Approval in CSU for children 2 to 11 years of age is based on data from the LIBERTY-CUPID clinical trial program, including an extrapolation of efficacy data showing that Dupixent significantly reduced urticaria activity compared with placebo in adults

The latest approval expands Dupixent’s indication for CSU in the EU to children as young as 2 years; Dupixent is now approved for children less than 12 years of age across four chronic diseases driven in part by type 2 inflammation

 Regeneron Pharmaceuticals, Inc. (NASDAQ: REGN) and Sanofi announced that the European Commission (EC) has approved Dupixent^® (dupilumab) for the treatment of moderate-to-severe chronic spontaneous urticaria (CSU) in children aged 2 to 11 years with inadequate response to histamine-1 antihistamines (H1AH) and who are naïve to anti-immunoglobulin E (IgE) therapy for CSU. This expands the previous approvalin the EU for adults and adolescents aged 12 years and older with CSU, a chronic, inflammatory skin disease that causes sudden and debilitating hives and recurring itch.

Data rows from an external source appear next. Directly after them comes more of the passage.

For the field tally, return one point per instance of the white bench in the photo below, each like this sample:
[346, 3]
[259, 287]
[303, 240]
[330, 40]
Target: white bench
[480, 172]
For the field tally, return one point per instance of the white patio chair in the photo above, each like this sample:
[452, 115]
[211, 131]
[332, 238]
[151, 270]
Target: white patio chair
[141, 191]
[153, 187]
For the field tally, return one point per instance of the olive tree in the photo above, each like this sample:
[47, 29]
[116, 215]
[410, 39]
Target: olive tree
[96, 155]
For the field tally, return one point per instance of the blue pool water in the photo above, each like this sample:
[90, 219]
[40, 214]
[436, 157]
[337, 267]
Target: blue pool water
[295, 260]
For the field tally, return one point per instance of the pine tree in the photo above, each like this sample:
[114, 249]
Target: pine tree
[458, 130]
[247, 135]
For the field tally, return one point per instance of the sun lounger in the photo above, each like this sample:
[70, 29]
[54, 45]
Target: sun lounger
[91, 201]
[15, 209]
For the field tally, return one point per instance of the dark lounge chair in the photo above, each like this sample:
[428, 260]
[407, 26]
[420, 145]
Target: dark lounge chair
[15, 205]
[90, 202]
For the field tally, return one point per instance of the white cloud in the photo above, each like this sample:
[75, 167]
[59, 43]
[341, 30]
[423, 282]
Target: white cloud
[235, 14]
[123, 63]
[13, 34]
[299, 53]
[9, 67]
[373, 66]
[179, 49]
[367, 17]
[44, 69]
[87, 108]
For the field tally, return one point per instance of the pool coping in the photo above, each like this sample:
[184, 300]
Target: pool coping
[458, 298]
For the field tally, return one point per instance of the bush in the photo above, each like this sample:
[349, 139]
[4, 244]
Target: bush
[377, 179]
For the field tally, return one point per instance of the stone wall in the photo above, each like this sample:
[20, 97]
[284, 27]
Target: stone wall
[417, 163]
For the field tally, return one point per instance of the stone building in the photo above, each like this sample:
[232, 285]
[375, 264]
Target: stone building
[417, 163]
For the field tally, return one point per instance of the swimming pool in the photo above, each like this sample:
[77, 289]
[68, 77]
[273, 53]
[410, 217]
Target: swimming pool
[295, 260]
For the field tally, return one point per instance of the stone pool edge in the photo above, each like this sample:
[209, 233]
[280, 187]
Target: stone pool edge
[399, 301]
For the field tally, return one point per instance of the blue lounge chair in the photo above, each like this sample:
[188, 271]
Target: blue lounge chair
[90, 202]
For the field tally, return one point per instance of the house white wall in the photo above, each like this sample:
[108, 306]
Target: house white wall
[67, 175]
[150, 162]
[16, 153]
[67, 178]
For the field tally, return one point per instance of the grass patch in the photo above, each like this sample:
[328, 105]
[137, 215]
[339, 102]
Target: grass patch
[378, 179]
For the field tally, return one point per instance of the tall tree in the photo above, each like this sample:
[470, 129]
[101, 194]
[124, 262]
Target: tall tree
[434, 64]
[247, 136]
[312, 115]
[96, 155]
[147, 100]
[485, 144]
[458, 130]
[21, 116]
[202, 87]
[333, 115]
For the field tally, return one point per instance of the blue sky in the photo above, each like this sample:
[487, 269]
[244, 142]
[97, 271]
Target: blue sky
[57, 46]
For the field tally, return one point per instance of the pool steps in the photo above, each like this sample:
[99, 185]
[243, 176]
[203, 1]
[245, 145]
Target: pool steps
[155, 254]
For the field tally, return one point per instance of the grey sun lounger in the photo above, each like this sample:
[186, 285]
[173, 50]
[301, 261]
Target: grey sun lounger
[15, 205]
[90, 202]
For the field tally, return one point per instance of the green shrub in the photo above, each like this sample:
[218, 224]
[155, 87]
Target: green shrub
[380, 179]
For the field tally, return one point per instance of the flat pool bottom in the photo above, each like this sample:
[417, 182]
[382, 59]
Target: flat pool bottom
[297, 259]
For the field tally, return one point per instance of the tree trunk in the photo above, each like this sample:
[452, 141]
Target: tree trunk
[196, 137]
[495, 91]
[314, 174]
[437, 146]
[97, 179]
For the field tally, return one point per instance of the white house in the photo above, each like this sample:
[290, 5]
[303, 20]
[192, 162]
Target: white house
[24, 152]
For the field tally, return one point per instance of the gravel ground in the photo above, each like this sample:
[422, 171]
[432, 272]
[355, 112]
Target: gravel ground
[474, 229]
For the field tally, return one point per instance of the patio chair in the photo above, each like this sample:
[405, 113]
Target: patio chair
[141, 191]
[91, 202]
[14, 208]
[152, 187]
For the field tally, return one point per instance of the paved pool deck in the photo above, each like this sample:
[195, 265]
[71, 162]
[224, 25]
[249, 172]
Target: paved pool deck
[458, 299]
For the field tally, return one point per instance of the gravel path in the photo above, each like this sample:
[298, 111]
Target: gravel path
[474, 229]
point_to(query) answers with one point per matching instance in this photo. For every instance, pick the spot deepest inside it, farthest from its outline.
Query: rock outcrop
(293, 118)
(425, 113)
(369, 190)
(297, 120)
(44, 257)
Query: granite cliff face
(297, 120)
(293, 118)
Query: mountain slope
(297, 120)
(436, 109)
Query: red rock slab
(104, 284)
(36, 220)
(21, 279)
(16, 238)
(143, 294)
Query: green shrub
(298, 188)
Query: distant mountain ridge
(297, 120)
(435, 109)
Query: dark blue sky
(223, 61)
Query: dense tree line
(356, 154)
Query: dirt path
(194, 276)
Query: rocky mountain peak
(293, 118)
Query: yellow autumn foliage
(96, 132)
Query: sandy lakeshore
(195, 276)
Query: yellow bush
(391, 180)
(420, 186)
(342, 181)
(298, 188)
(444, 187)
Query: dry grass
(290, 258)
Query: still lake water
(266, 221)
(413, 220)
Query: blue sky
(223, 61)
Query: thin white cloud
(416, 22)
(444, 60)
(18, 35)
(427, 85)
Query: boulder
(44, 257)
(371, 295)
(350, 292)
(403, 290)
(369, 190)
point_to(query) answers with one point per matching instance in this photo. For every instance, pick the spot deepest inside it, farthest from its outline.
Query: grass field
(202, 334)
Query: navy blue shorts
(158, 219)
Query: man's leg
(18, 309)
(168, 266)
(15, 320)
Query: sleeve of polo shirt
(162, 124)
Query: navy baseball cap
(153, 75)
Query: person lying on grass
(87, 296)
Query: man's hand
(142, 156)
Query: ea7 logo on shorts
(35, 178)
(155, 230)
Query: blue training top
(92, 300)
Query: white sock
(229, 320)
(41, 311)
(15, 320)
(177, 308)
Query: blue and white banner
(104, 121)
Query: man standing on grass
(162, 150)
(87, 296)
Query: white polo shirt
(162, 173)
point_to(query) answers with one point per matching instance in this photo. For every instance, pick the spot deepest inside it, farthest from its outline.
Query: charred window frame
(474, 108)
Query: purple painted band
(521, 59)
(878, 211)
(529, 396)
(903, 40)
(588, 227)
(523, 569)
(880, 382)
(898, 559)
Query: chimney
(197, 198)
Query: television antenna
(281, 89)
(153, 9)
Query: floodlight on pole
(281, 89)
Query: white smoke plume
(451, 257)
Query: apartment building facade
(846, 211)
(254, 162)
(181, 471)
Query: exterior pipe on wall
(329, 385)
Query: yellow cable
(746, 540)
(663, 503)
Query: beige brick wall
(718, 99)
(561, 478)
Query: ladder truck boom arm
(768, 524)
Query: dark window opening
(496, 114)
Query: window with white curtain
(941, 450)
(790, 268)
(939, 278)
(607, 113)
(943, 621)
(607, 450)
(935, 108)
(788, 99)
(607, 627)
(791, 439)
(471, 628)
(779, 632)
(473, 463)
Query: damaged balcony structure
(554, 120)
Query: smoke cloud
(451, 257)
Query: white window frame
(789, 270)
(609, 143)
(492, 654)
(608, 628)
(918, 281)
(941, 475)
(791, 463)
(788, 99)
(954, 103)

“Young children suffering from chronic spontaneous urticaria often experience an unpredictable barrage of unrelenting itch and visible hives during the critical years of their growth and development. As the first and only targeted medicine for young children in the EU with CSU, Dupixent has the potential to become the new standard of care for those who remain symptomatic despite other available treatments,” said George D. Yancopoulos, M.D., Ph.D., Board co-Chair, President and Chief Scientific Officer at Regeneron, and a principal inventor of Dupixent. “Dupixent is the most widely used innovative branded antibody medicine in the world, and this fourth approval for young children with chronic diseases driven in part by type 2 inflammation brings its proven efficacy and long-term safety profile to yet another vulnerable population in need.”

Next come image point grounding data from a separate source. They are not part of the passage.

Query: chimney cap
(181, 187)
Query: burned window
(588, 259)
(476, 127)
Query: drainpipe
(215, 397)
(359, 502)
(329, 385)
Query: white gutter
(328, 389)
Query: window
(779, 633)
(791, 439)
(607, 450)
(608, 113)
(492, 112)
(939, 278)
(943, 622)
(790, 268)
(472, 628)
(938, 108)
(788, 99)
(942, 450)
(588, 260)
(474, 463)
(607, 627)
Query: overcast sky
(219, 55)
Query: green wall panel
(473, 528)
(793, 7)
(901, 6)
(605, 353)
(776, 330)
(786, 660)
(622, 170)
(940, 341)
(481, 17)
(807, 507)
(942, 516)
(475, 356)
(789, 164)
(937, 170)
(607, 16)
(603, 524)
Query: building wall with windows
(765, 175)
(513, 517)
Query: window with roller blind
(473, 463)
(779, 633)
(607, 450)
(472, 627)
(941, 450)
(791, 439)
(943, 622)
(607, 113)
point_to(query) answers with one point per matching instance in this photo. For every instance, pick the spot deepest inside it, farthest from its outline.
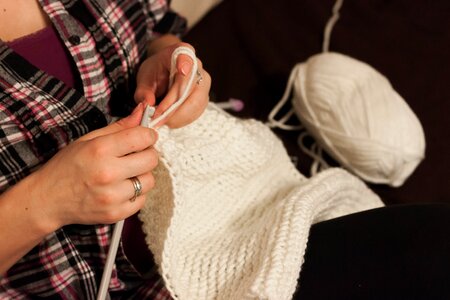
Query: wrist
(33, 205)
(161, 42)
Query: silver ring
(200, 77)
(137, 185)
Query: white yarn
(229, 215)
(353, 112)
(147, 121)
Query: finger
(124, 142)
(127, 189)
(138, 163)
(130, 121)
(192, 108)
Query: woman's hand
(88, 182)
(153, 81)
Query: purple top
(37, 48)
(45, 50)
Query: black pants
(396, 252)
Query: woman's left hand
(153, 81)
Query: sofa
(250, 46)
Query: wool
(229, 216)
(354, 113)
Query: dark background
(250, 46)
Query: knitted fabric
(229, 215)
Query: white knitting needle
(146, 122)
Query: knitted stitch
(229, 216)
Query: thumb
(130, 121)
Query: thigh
(396, 252)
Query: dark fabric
(250, 47)
(396, 252)
(40, 114)
(39, 46)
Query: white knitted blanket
(230, 215)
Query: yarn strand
(150, 123)
(330, 24)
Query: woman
(67, 70)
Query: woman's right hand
(88, 182)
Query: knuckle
(154, 158)
(103, 176)
(97, 149)
(105, 199)
(151, 182)
(111, 216)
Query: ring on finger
(137, 185)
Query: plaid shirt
(39, 114)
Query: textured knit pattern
(230, 215)
(39, 114)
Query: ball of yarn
(354, 113)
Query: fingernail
(186, 68)
(154, 133)
(137, 108)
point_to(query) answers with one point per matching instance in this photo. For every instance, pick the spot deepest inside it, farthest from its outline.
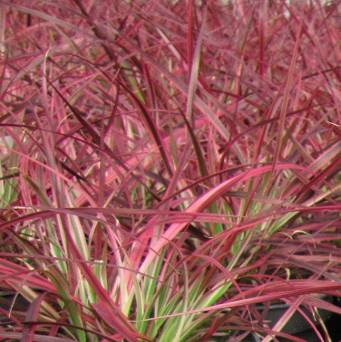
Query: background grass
(167, 165)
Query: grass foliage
(166, 166)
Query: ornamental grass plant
(166, 167)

The approval in the EU is based on data from the LIBERTY-CUPID clinical trial program. This includes an extrapolation of efficacy data in adults from two Phase 3 trials (Study A and Study C) complemented by pharmacokinetic, safety and efficacy data from the single-arm CUPIDKids Phase 3 trial in children aged 2 to 11 years with CSU. Study A and Study C demonstrated Dupixent significantly reduced urticaria activity (a composite of itch and hives) and individual measures of itch and hive severity compared with placebo at week 24. Dupixent also increased the percentage of patients with well-controlled disease and complete response at week 24 compared with placebo.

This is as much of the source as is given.